今日はその中でも神回と語られる【トンカツ慕情】について想いを馳せてみたいと思う。
今回のお話の筋書きはこうだ。
とある貧乏だった男が、ビジネスを経て大成功し、大金持ちとなる。
その金で、貧乏だった時にトンカツをご馳走してくれたトンカツ屋の店主を探し出し、恩返しをする…という至ってシンプルな筋書きだ。
では、なぜこんな一件ありふれた物語が神回
として多くのファンのあいだで語り継がれているのだろうか。
筆者は、その秘密はシナリオの絶妙な台詞回し、言葉選びにあると感じた。
とくに印象深いシーンを挙げるなら、こうだ。
今回のお話の主役、貧乏な若者がお金がなく途方に暮れている時、親切なトンカツ屋の主人が若者を店に招き入れ、自慢のトンカツ定食をご馳走する。

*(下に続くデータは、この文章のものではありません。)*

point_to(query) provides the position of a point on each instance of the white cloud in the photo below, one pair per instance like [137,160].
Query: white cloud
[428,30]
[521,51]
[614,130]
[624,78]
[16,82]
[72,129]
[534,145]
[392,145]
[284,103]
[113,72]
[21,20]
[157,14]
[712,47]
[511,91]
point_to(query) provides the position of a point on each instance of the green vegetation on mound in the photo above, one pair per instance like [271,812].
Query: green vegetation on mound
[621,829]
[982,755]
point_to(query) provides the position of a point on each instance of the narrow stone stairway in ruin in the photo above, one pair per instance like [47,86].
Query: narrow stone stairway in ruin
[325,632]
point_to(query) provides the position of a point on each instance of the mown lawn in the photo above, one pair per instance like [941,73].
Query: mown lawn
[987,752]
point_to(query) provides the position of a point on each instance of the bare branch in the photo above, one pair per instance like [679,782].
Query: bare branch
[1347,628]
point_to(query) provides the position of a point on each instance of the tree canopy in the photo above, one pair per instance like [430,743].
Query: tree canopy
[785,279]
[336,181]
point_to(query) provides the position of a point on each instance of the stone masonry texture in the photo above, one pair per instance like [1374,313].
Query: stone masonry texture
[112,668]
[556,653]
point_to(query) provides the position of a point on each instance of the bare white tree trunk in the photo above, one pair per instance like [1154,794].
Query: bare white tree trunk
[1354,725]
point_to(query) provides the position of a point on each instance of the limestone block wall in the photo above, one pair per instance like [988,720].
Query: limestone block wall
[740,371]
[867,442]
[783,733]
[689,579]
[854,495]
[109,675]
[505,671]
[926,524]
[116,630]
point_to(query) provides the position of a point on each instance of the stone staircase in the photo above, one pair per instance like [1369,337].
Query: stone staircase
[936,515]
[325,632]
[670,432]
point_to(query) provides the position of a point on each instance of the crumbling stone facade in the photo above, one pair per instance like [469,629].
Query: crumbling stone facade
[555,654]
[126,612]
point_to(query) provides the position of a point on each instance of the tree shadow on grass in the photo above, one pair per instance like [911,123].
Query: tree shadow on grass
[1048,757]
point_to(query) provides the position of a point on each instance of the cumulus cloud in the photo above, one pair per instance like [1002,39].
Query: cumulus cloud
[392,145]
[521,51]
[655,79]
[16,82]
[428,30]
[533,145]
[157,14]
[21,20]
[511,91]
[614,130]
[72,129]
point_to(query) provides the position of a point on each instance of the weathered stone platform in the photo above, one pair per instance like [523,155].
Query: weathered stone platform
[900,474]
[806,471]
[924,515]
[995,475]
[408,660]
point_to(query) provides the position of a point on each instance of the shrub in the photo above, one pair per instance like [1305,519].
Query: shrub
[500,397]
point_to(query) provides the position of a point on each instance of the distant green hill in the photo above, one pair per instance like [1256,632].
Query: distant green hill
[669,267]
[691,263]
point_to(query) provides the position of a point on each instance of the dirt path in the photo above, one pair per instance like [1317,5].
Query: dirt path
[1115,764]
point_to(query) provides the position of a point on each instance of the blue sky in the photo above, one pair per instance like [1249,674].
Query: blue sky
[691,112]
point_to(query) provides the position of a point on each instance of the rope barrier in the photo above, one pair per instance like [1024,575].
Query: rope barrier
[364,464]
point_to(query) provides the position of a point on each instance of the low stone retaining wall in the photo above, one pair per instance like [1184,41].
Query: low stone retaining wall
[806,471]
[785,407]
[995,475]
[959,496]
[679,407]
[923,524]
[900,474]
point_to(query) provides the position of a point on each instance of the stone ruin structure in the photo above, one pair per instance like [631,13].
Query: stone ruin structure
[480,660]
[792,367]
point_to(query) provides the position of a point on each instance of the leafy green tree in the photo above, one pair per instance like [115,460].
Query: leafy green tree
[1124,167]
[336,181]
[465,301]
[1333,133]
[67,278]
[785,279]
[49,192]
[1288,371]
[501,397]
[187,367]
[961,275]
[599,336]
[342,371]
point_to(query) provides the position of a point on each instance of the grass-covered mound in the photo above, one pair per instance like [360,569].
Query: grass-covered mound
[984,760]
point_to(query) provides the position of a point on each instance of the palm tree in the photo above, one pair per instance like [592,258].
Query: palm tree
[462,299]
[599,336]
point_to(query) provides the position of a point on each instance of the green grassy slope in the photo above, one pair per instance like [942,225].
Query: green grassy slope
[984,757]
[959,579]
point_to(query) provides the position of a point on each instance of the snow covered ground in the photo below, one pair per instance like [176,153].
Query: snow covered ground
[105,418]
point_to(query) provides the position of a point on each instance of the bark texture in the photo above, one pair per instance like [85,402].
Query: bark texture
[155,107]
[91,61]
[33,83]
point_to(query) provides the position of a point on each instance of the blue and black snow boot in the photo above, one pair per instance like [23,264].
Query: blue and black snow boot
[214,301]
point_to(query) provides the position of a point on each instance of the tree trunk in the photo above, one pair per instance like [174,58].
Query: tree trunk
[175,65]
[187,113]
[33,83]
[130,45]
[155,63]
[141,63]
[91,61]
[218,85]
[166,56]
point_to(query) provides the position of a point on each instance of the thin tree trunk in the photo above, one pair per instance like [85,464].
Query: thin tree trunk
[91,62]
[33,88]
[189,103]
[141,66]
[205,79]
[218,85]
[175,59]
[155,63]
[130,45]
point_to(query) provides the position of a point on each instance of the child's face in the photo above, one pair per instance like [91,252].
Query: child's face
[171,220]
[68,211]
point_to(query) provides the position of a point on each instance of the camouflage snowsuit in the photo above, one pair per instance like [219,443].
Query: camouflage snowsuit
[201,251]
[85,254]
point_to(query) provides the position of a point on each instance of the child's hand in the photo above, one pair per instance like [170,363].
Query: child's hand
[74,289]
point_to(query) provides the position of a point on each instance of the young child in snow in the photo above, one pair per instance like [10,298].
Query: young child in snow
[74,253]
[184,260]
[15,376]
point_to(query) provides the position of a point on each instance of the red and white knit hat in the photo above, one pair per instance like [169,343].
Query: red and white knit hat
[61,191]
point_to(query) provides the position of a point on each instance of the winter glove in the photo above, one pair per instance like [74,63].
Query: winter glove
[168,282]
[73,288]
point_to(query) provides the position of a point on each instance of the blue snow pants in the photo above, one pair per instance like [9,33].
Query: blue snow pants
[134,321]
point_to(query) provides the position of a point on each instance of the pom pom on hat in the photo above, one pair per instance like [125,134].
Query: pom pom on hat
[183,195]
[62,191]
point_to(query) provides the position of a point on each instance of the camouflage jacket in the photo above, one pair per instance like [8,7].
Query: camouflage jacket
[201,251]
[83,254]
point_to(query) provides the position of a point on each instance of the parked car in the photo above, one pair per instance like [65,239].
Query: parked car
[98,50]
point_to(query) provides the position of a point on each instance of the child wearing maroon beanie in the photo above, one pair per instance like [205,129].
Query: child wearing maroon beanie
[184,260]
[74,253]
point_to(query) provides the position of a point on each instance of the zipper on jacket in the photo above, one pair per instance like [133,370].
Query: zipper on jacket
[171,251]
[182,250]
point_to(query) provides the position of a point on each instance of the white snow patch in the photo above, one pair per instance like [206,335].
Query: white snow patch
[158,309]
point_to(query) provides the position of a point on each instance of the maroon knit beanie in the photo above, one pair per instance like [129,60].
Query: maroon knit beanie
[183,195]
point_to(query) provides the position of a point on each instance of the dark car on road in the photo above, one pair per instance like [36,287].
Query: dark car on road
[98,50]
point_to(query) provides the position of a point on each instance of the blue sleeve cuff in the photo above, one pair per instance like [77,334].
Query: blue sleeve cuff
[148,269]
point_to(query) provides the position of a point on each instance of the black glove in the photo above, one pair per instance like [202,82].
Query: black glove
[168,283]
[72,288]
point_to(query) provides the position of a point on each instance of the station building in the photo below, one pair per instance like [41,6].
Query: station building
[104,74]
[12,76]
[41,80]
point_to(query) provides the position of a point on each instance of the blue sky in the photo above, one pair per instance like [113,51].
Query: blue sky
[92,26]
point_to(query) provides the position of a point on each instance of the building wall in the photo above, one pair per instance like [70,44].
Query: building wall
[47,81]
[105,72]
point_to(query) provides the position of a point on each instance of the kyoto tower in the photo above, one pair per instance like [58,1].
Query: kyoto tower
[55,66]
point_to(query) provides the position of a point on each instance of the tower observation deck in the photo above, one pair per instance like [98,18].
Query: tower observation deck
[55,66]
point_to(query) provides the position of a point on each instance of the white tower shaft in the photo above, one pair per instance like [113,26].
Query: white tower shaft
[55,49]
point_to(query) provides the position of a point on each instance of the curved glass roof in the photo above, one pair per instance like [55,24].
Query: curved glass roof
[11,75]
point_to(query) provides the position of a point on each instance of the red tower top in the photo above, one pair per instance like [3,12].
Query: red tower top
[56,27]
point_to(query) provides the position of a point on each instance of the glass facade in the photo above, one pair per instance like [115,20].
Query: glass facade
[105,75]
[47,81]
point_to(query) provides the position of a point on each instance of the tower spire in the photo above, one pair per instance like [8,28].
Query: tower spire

若者はドン底の状態で優しく差し出されたトンカツ定食を心底感激しながら頬張る。
そこでトンカツ屋の主人はこう語るのだ。
「いいかい、トンカツをなぁ、トンカツをいつでも食えるようになりなよ。それが人間えらすぎもしない、貧乏すぎもしない、ちょうどいいくらいってとこなんだ」
このセリフの表情の豊かさがおわかりいただけるだろうか?
今がつらく、この先行きが見えない不安のなかで貧乏から抜け出そうと懸命な若者に、あえてえらくなりすぎない方がいい。と諭している所が最高にカッコいいのだ。
しかも「トンカツを好きな時に食える」という 例えがまた絶妙で、トンカツ定食を美味い美味いと食べながら聞く話としてはこれ以上ないくらい具体的でイメージが湧きやすいアドバイスだ。
更に、このお話は放送から30年経った今でも通じる、現代の私たちが見ても違和感のない例え話となっている。
なぜなら、令和となった今、日本の若者は相変わらず貧乏で、とんかつといえば相変わらず庶民の間で【ちょっとした贅沢】として食卓にのぼるメニューであり続けているからだ。
そんな【トンカツの地位】が変わっていないことも、この回が時代を超えて未だに多くのファンを増やし続けていることに貢献していると考える。
物語の男性程ではないが、若い頃から苦労の連続だった筆者には涙無しでは観られない回となっている。
まだ観たことがないという方は、配信サービスやアベマTVなどで定期的に再放送があるのでぜひそちらをチェックしてみてほしい。
きっと【トンカツ大王】のトンカツが食べたくなる事だろう。